If I Get Dementia

“Every minute with your loved one is precious, because every minute keeps getting smaller” – Ashley Campbell

Recently, I have seen something posted on social media called, If I get Dementia.  It was over 10 years ago that I first noticed something was just not right with Cat and because of our due diligence it was only a year later that Cat was diagnosed with Early Onset Alzheimer’s, EOA.

They also added the caveat of, or like condition.  The reason being that it actually can not be confirmed until after autopsy, when the person’s brain can be observed.  Cat has asked that her brain and all other body parts be donated to science.  There are several different terms used for EOA.  Them being, Younger Onset Alzheimer’s/Dementia or Early Onset Alzheimer’s/Dementia.

Here is the list of different types of Dementia.  Dementia is a general term for loss of memory and other mental abilities severe enough to interfere with daily life. It is caused by physical changes in the brain.
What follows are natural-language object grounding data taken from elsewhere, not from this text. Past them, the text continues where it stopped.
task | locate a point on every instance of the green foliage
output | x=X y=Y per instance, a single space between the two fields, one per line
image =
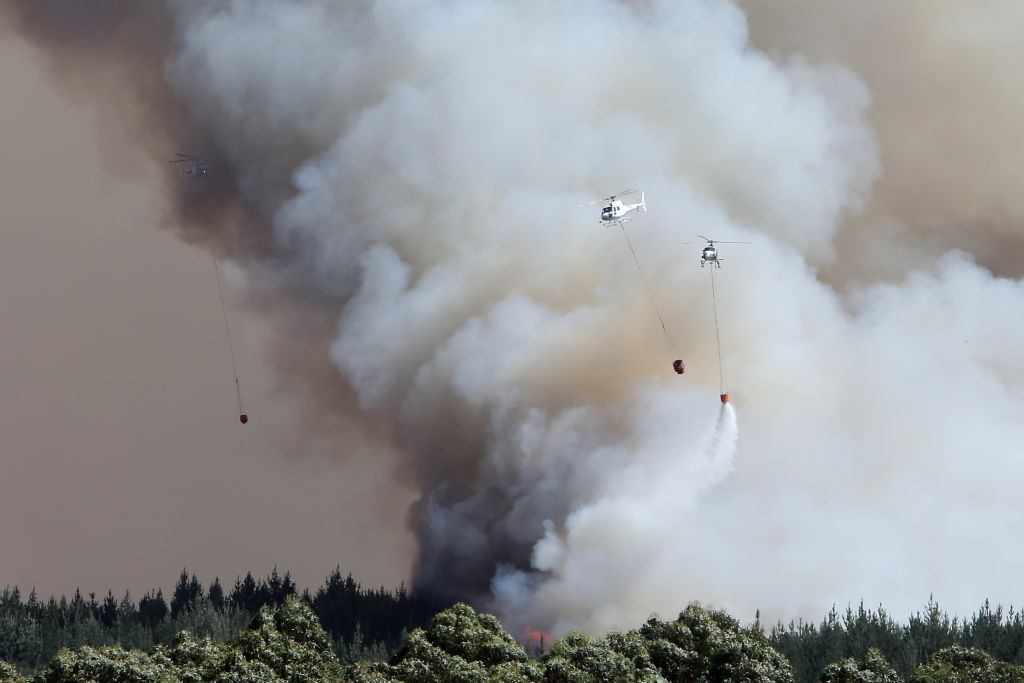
x=957 y=664
x=872 y=669
x=459 y=645
x=105 y=665
x=8 y=674
x=580 y=658
x=706 y=644
x=291 y=642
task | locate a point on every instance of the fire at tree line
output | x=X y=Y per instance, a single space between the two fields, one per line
x=265 y=631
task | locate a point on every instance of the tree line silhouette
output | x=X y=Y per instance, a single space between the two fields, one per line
x=373 y=625
x=363 y=623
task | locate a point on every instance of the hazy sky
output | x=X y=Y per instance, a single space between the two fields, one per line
x=432 y=302
x=122 y=459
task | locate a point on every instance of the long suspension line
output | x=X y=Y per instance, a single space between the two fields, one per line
x=650 y=294
x=718 y=339
x=227 y=334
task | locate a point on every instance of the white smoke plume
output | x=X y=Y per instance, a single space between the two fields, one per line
x=423 y=163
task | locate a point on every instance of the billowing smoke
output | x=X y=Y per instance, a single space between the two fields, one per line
x=413 y=171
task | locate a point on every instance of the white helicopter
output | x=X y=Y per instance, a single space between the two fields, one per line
x=710 y=252
x=197 y=167
x=615 y=210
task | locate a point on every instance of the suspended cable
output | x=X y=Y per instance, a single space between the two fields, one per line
x=650 y=294
x=718 y=340
x=243 y=416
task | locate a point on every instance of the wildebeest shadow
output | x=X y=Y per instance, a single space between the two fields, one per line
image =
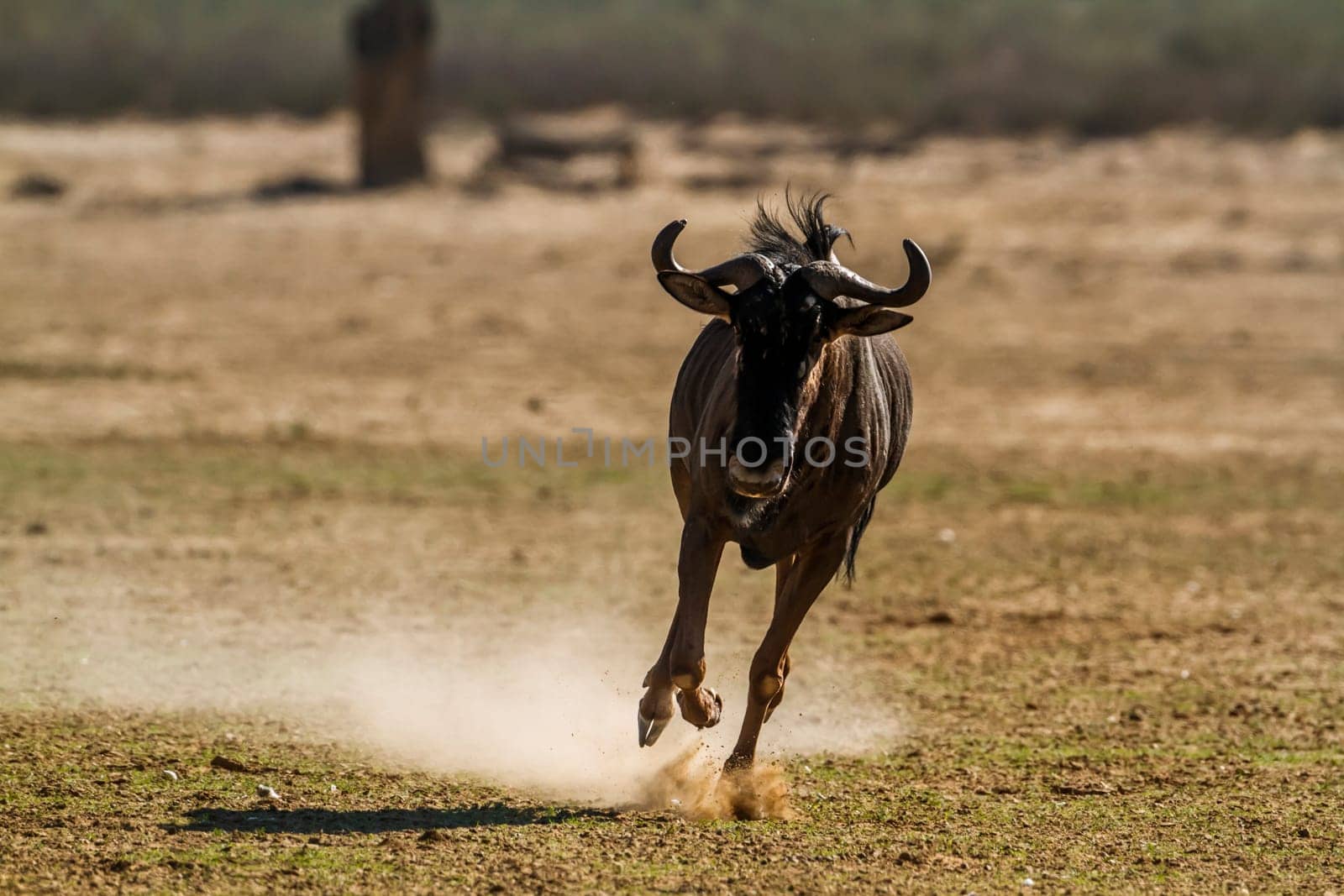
x=331 y=821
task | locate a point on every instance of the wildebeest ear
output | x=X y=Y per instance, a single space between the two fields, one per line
x=696 y=293
x=867 y=320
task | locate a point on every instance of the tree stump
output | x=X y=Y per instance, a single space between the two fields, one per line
x=390 y=42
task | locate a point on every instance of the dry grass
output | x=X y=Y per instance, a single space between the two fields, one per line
x=241 y=443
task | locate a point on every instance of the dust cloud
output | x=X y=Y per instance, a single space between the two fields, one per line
x=546 y=705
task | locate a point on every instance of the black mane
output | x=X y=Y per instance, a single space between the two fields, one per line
x=772 y=238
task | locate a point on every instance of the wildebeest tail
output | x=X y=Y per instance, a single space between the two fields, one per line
x=851 y=550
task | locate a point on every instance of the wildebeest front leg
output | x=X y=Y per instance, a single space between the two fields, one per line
x=810 y=574
x=682 y=661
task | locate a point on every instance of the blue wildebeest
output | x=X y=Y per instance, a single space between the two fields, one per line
x=800 y=358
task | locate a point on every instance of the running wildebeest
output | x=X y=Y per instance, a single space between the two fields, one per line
x=797 y=358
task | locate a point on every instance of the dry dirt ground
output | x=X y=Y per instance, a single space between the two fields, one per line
x=246 y=533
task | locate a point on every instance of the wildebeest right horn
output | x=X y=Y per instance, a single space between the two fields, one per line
x=831 y=280
x=743 y=270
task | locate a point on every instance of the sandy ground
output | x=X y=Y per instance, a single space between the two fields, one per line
x=242 y=512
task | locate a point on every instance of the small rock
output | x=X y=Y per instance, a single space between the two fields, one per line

Alzheimer’s is the most common type of dementia.

Alzheimer’s disease, Vascular dementia, Lewy Body disease, Frontotemporal dementia, Alcohol related dementia, Down syndrome and Alzheimer’s disease, HIV associated dementia, Chronic Traumatic Encephalopathy (CTE) dementia, and Childhood dementia

The typical life span after diagnosis for Early Onset Alzheimer’s is 2-20 years with the average being 8 years.  Everyone’s journey varies for many factors.  I look at it as a life lesson not a death sentence.  Here are the stages of Alzheimer’s using the 7 stage scale which I use.  There is also a 4 stage scale.

Stage 1: Before memory loss

Alzheimer’s disease begins in the brain before a person starts showing symptoms. This is called pre-clinical Alzheimer’s disease.  Stage 1 can start 10 to 15 years before any symptoms appear. There is no treatment for pre-clinical Alzheimer’s disease right now, but doctors hope that in the future, there will be drugs to stop the progress of the disease at stage 1.  The risk of Alzheimer’s disease increases with age. Be sure to visit your primary care doctor regularly as you age so they can screen you for Alzheimer’s.

Stage 2: Forgetfulness

Everyone can forget things from time to time. And forgetting things can happen more often as people get older. People in the earliest stages of Alzheimer’s might forget things like people’s names or where they left their keys.  The person with stage 2 Alzheimer’s can still do things like drive and work. But memory problems will happen more often. You might notice these problems before your loved one does. If you do, you can suggest they get treatment sooner to slow the progression of Alzheimer’s.  This stage is also commonly referred to as Mild Cognitive Impairment, MCI.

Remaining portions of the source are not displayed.